Generally, S. paucimobilis is susceptible to carbapenems, aminoglycosides, trimethoprim-sulfame-thoxazole, and piperacillin/ tazobactam and resistant to penicillins and first-generation cephalosporins. The resistance to penicillins and first-generation cephalosporins is attributable to the production of chromosomally encoded beta-lactamase (7). A study by Toh has reported resistance to amikacin, ceftazidime, and fluoroquinolones, while in another study by ozdemir it was reported to be resistant to cefoxitin and ceftazidime (14, 21). In our study, 72% of isolates demonstrated a susceptible profile for ceftazidime. 90% of the sphingomonas isolates were Multidrug resistant (MDR) in a study from Ghana (22).
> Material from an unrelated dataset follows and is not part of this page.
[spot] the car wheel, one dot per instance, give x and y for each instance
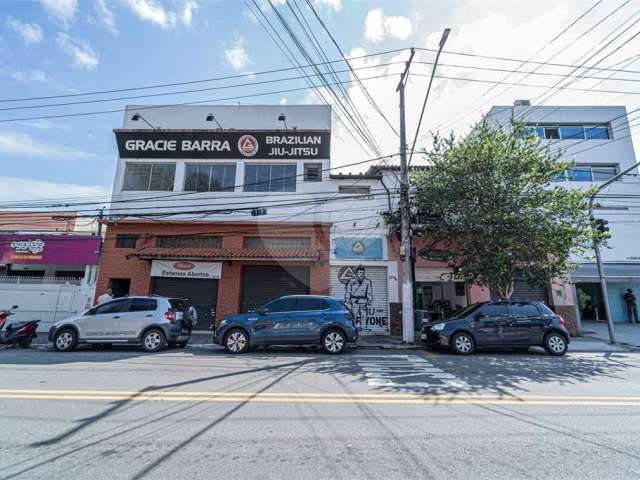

Antimicrobial susceptibility variations have also been reported from many other research works wherein most strains were found to be resistant to beta-lactam drugs and the antimicrobial drugs like quinolones, carbapenems, beta-lactam/beta-lactamase inhibitors, and aminoglycosides were found to be effective (5, 11).

CONCLUSION

S. paucimobilis is an emerging infectious agent that is ubiquitous in natural environments but may also be isolated from the hospital milieu and holds importance in immunocompromised patients and those having other underlying comorbidities. Even in immune-competent patients it cannot be neglected. It can be an etiological agent for both nosocomial and community-acquired infections. Although prophylactic therapy can eliminate it, sensitivity patterns, however, should be categorically studied to establish an optimal therapy.